It wasn't so long ago that the District was not only the center of the Washington area; it also was its most populous political jurisdiction.

As recently as the 1950 census, the District's 802,178 residents constituted 54.8 percent -- a shade more than half -- of the region's 1,464,089 population. That, for what it's worth, was the Washington area that I began covering in the 1950s, when commuter traffic congestion gave birth to the idea of building Metro.

A reporter colleague, Lawrence Feinberg, reported the other day on how much change has occurred in the intervening years. According to the Census Bureau, two suburban jurisdictions -- Maryland's Prince George's County and Virginia's Fairfax County -- have surpassed the District's population. A third jurisdiction, Montgomery County, is edging close. The District's share is a shade over 15 percent of an officially defined regional total of nearly 3.4 million.

Here are the Census Bureau's estimated 1983 figures: Prince George's County, 674,400; Fairfax County, 649,000; the District, 623,000; and Montgomery County, 603,900.

The District's 802,179 population in 1950 was its official peak. At the turn of the century, in 1900, it was 278,718. Its biggest growth period was in the New Deal decade of the 1930s; it grew by 176,222 people in a decade to 663,091 in 1940, finally topping San Francisco on the list of the nation's big cities.

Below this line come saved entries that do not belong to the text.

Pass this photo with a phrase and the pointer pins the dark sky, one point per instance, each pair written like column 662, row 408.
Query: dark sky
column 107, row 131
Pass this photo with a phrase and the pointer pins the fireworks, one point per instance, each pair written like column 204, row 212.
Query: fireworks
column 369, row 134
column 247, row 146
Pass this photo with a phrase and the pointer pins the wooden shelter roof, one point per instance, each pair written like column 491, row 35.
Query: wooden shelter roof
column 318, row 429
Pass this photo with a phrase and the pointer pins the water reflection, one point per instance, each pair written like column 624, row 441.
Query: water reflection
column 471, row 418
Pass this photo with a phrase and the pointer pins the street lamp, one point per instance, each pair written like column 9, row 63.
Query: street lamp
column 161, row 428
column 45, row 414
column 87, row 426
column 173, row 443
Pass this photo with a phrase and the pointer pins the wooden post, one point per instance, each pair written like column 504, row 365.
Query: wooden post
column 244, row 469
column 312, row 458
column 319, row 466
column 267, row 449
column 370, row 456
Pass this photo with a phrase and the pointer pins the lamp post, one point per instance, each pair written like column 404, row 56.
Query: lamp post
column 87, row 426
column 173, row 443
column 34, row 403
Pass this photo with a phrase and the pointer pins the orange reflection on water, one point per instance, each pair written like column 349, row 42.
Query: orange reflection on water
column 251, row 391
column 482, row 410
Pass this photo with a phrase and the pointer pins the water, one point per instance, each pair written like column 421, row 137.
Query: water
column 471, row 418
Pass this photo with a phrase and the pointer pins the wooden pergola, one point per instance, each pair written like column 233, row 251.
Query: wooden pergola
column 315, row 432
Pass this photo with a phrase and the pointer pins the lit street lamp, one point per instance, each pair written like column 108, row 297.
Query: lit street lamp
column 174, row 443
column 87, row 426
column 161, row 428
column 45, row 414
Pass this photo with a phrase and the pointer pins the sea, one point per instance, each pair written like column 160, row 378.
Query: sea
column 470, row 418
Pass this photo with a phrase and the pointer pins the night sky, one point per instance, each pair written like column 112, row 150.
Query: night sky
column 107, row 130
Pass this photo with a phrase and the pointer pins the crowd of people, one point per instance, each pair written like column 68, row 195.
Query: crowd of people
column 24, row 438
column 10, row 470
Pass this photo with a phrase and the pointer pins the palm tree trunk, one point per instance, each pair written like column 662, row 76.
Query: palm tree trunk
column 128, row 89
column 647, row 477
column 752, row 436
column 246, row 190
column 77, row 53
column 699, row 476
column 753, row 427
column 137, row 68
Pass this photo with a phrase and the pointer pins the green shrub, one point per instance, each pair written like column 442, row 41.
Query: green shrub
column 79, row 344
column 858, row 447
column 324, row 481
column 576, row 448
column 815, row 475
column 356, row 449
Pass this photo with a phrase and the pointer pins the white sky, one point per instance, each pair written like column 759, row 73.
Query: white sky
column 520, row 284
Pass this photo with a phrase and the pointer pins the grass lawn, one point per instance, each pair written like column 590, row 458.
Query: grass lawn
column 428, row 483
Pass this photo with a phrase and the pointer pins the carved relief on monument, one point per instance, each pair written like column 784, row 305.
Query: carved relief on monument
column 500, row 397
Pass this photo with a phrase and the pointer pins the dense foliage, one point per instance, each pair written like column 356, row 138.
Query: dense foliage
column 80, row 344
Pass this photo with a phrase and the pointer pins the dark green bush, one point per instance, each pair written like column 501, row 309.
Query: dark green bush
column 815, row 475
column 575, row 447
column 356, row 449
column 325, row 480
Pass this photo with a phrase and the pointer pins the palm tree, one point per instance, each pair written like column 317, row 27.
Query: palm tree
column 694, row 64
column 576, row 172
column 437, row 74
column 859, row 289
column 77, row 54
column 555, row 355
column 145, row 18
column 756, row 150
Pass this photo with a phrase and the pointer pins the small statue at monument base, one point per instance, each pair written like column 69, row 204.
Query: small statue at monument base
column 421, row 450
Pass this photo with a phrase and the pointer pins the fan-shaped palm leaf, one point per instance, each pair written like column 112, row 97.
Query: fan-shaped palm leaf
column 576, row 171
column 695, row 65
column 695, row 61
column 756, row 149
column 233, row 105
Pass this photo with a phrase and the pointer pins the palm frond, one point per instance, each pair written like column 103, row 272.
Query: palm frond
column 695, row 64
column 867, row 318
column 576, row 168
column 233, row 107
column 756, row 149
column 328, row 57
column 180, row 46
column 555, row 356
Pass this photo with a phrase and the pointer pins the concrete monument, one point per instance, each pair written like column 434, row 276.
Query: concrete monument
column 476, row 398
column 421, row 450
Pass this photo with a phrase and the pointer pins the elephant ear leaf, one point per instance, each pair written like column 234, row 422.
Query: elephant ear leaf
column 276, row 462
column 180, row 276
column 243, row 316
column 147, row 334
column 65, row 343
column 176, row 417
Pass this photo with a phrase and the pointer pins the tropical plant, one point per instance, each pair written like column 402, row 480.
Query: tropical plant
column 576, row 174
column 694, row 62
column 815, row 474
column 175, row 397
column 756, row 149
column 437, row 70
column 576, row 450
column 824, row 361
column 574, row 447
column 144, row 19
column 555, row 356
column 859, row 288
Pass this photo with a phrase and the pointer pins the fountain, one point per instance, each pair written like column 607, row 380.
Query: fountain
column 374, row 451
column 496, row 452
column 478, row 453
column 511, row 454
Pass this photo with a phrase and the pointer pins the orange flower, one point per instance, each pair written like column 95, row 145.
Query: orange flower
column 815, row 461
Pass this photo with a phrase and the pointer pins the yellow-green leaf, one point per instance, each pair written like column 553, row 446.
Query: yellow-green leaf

It's fascinating to look back, too, on suburban population trends. Before intensive suburbanization -- that is, up until the 1920s -- Fairfax County's rural population exceeded Arlington County's suburban population. Beyond that, in 1910, incredible as it seems today, Loudoun County had more people (21,167) than Fairfax County (20,536). Arlington had a scant 10,231.

By comparison: 1983 census estimates show Fairfax with 649,000; Arlington with 152,300, and Loudoun with 61,300.

Across the Potomac, Montgomery County held a razor-thin edge over Prince George's in the 1900 census (Montgomery, 30,451; Prince George's, 29,989) but better trolley service and highway connections, along with lower-cost housing, soon caused the numbers to be reversed. But a lot of social and transportation factors have narrowed the gap, as indicated above.